É evidente que não se pode descrever exaustivamente o arquivo
de uma sociedade, de uma cultura ou de uma civilização; nem
mesmo, sem dúvida, o arquivo de toda uma época. Por outro lado,
não nos é possível descrever nosso próprio arquivo, já que é no
interior de suas regras que falamos, já que é ele que dá ao que
podemos dizer - e a ele próprio, objeto de nosso discurso - seus
modos de aparecimento, suas formas de existência e de
coexistência, seu sistema de acúmulo, de historicidade e de
desaparecimento. O arquivo não é descritível em sua totalidade; e é
incontornável em sua atualidade. Dá-se por fragmentos, regiões e
níveis, melhor, sem dúvida, e com mais clareza na medida em que
o tempo dele nos separa: em termos extremos, não fosse a raridade
dos documentos, seria necessário o maior recuo cronológico para
analisá-lo. Entretanto, como poderia essa descrição do arquivo
justificar-se, elucidar o que o torna possível, demarcar o lugar de
onde ele próprio fala, controlar seus deveres e seus direitos, testar e
elaborar seus conceitos pelo menos no estágio da pesquisa em que
ele só pode definir suas possibilidades no momento de seu
exercício - se se obstinava em descrever somente os horizontes
mais longínquos? Não será preciso nos reaproximarmos o máximo
possível dessa positividade a que ele próprio obedece, e do sistema
de arquivo que nos permite falar, hoje, do arquivo em geral? Não
será necessário esclarecer, apenas obliquamente, o campo
enunciativo de que ele mesmo faz parte? A análise do arquivo
comporta, pois, uma região privilegiada: ao mesmo tempo próxima
de nós, mas diferente de nossa atualidade, trata-se da orla do tempo
que cerca nosso presente, que o domina e que o indica em sua
alteridade; é aquilo que, fora de nós, nos delimita. A descrição do
arquivo desenvolve suas possibilidades (e o controle de suas
possibilidades) a partir dos discursos que começam a deixar
justamente de ser os nossos; seu limiar de existência é instaurado
pelo corte que nos separa do que não podemos mais dizer e do que
fica fora de nossa prática discursiva; começa com o exterior da
nossa própria linguagem; seu lugar é o afastamento de nossas
próprias práticas discursivas. Nesse sentido, vale para nosso
diagnóstico. Não porque nos
A Arqueologia do Saber 149

permitiria levantar o quadro de nossos traços distintivos e esboçar,


antecipadamente, o perfil que teremos no futuro, mas porque nos
desprende de nossas continuidades; dissipa essa identidade
temporal em que gostamos de nos olhar para conjurar as rupturas
da história; rompe o fio das teleologias transcendentais e aí onde o
pensamento antropológico interrogava o ser do homem ou sua
subjetividade faz com que o outro e o externo se manifestem com
evidência. O diagnóstico assim entendido não estabelece a
autenticação de nossa identidade pelo jogo das distinções. Ele
estabelece que somos diferença, que nossa razão é a diferença dos
discursos, nossa história a diferença dos tempos, nosso eu a
diferença das máscaras. Que a diferença, longe de ser origem
esquecida e recoberta, é a dispersão que somos e que fazemos.

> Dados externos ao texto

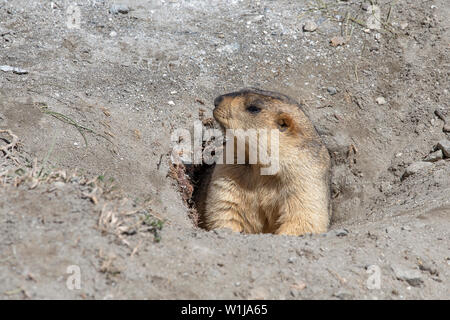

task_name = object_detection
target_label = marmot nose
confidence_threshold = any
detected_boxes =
[214,96,223,107]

A revelação, jamais acabada, jamais integralmente alcançada do
arquivo, forma o horizonte geral a que pertencem a descrição das
formações discursivas, a análise das positividades, a demarcação
do campo enunciativo. O direito das palavras - que não coincide
com o dos filólogos - autoriza, pois, a dar a todas essas pesquisas o
título de arqueologia. Esse termo não incita à busca de nenhum
começo; não associa a análise a nenhuma exploração ou sondagem
geológica. Ele designa o tema geral de uma descrição que interroga
o já dito no nível de sua existência; da função enunciativa que nele
se exerce, da formação discursiva a que pertence, do sistema geral
de arquivo de que faz parte. A arqueologia descreve os discursos
como práticas especificadas no elemento do arquivo.